“La chiusura temporanea del Pronto Soccorso dell’Ospedale San Giuseppe di Isili non è un incidente di percorso, ma la tragica conferma del fallimento totale delle politiche messe in atto finora”. USB Sanità denuncia con forza ciò che è sotto gli occhi di tutti: «Questa è la dimostrazione plastica di come la gestione dell’emergenza-urgenza sia stata un gigantesco bluff, un “tampone” senza una soluzione reale per risolvere il problema alla radice», denuncia Gianfranco Angioni, referente regionale di USB Sanità.

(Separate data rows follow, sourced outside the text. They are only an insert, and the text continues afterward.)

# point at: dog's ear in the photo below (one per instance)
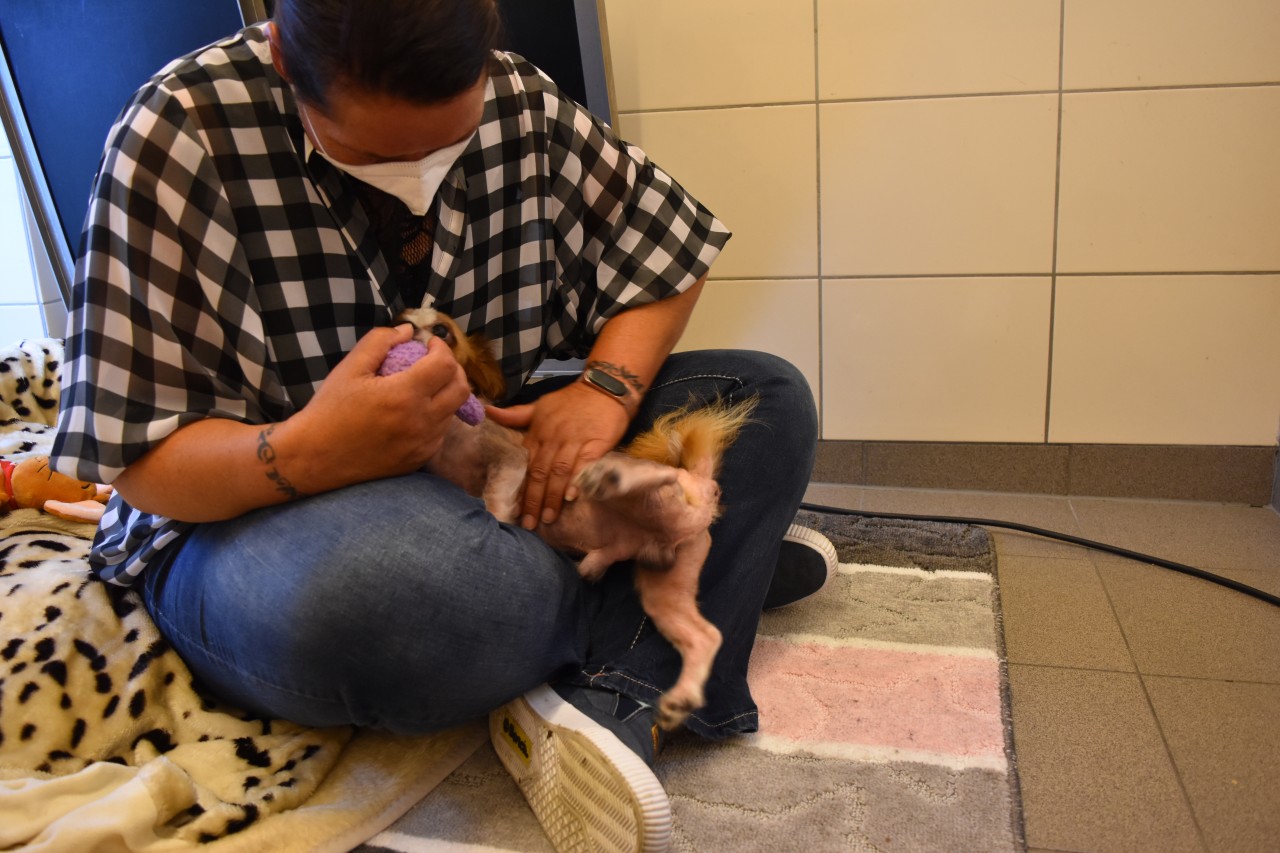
(481, 368)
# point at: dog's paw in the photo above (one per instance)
(593, 565)
(675, 707)
(599, 480)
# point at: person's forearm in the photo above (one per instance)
(632, 345)
(218, 469)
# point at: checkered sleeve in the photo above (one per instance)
(626, 232)
(163, 331)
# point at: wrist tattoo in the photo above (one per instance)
(620, 373)
(266, 455)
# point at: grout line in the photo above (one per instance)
(1057, 214)
(817, 144)
(890, 99)
(1146, 693)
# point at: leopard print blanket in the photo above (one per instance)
(106, 742)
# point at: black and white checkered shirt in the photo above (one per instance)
(225, 273)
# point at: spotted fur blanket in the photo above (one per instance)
(106, 742)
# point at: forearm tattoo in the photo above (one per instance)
(618, 372)
(266, 455)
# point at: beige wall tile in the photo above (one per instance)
(952, 186)
(1170, 42)
(757, 169)
(672, 53)
(1170, 181)
(903, 48)
(1166, 360)
(772, 316)
(936, 359)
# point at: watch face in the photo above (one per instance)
(606, 382)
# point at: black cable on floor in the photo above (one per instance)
(1065, 537)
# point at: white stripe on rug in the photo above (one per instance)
(874, 755)
(858, 568)
(403, 843)
(887, 646)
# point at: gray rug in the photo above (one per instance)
(885, 721)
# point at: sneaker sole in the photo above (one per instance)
(816, 541)
(799, 587)
(589, 792)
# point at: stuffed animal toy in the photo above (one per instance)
(31, 483)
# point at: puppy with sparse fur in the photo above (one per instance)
(652, 502)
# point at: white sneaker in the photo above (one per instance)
(588, 789)
(807, 561)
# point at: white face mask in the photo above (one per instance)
(415, 182)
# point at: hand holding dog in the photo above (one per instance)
(405, 415)
(565, 430)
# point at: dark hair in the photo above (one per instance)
(417, 50)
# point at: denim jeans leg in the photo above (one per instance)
(763, 478)
(398, 603)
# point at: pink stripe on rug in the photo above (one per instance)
(918, 701)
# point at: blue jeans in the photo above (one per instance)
(402, 603)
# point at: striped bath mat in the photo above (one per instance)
(883, 715)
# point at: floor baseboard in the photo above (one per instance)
(1174, 471)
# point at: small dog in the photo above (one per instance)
(652, 502)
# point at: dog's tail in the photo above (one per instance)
(694, 438)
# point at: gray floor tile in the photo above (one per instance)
(1225, 742)
(1041, 511)
(1207, 536)
(1185, 626)
(1056, 614)
(1093, 767)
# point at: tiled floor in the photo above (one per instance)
(1146, 702)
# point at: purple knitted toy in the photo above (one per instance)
(402, 355)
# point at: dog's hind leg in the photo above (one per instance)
(670, 597)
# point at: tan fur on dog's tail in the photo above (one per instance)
(693, 438)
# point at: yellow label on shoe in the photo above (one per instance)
(516, 738)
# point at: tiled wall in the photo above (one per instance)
(22, 301)
(983, 220)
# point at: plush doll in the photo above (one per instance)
(30, 483)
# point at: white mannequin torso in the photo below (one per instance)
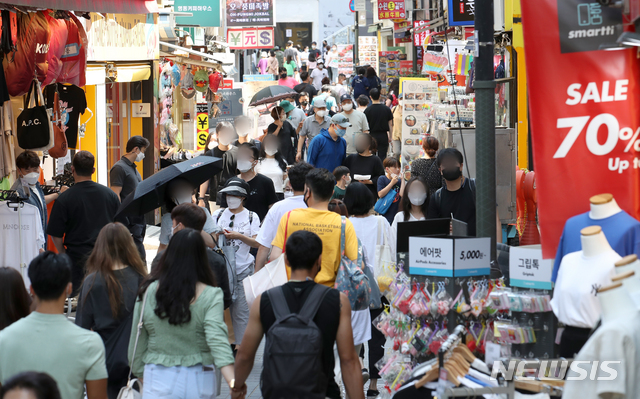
(615, 302)
(603, 206)
(594, 244)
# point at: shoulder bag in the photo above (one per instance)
(128, 392)
(35, 130)
(273, 274)
(351, 279)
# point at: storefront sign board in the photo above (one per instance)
(584, 121)
(250, 12)
(206, 13)
(258, 78)
(122, 37)
(250, 38)
(527, 269)
(202, 125)
(449, 257)
(140, 110)
(462, 12)
(391, 9)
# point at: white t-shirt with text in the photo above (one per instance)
(241, 224)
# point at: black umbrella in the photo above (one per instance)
(272, 94)
(149, 194)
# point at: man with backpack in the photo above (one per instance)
(458, 196)
(302, 321)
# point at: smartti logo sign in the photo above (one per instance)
(585, 25)
(557, 370)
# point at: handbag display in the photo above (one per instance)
(35, 130)
(351, 279)
(384, 203)
(127, 392)
(383, 250)
(273, 274)
(60, 147)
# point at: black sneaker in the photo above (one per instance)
(372, 394)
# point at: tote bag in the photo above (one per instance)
(35, 130)
(384, 203)
(273, 274)
(383, 250)
(351, 279)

«Siamo alle solite – continua Angioni – senza personale stabile non si tiene in piedi nulla, è un fatto matematico. E invece cosa abbiamo avuto? Soluzioni di facciata, interventi spot, rinvii continui, fino a far esplodere questa bomba sociale». Angioni non usa mezzi termini: «Oggi Isili è il simbolo di una crisi strutturale che ha sacrificato i cittadini sull’altare della miopia politica e gestionale. È un’offesa intollerabile, soprattutto per le comunità interne e periferiche, spogliate dei diritti più elementari.
Le conseguenze sono drammatiche e immediate: «Tempi d’attesa infiniti, rischi enormi per malati fragili, anziani, cronici, e il sistema sanitario che si sgretola pezzo dopo pezzo». Secondo Angioni, «trasferimenti verso strutture lontane, sovraffollamento di altri Pronto Soccorso, disuguaglianze devastanti: tutto questo è frutto di una programmazione inesistente e irresponsabile».
«Non siamo più disposti ad accettare queste finte risposte – urla Angioni –, non vogliamo altre toppe, altri rattoppi precari. Quello che serve sono assunzioni vere, stabilizzazioni reali, un cambio di passo radicale. Senza questo, il sistema continuerà a crollare, e a pagare saranno sempre i cittadini», conclude con rabbia.
USB Sanità lancia allora un appello chiaro e duro: «Basta con i proclami vuoti, basta con i ringraziamenti ipocriti. O si agisce con coraggio e serietà o il disastro annunciato di Isili sarà solo l’inizio di una tragedia sanitaria ben più vasta».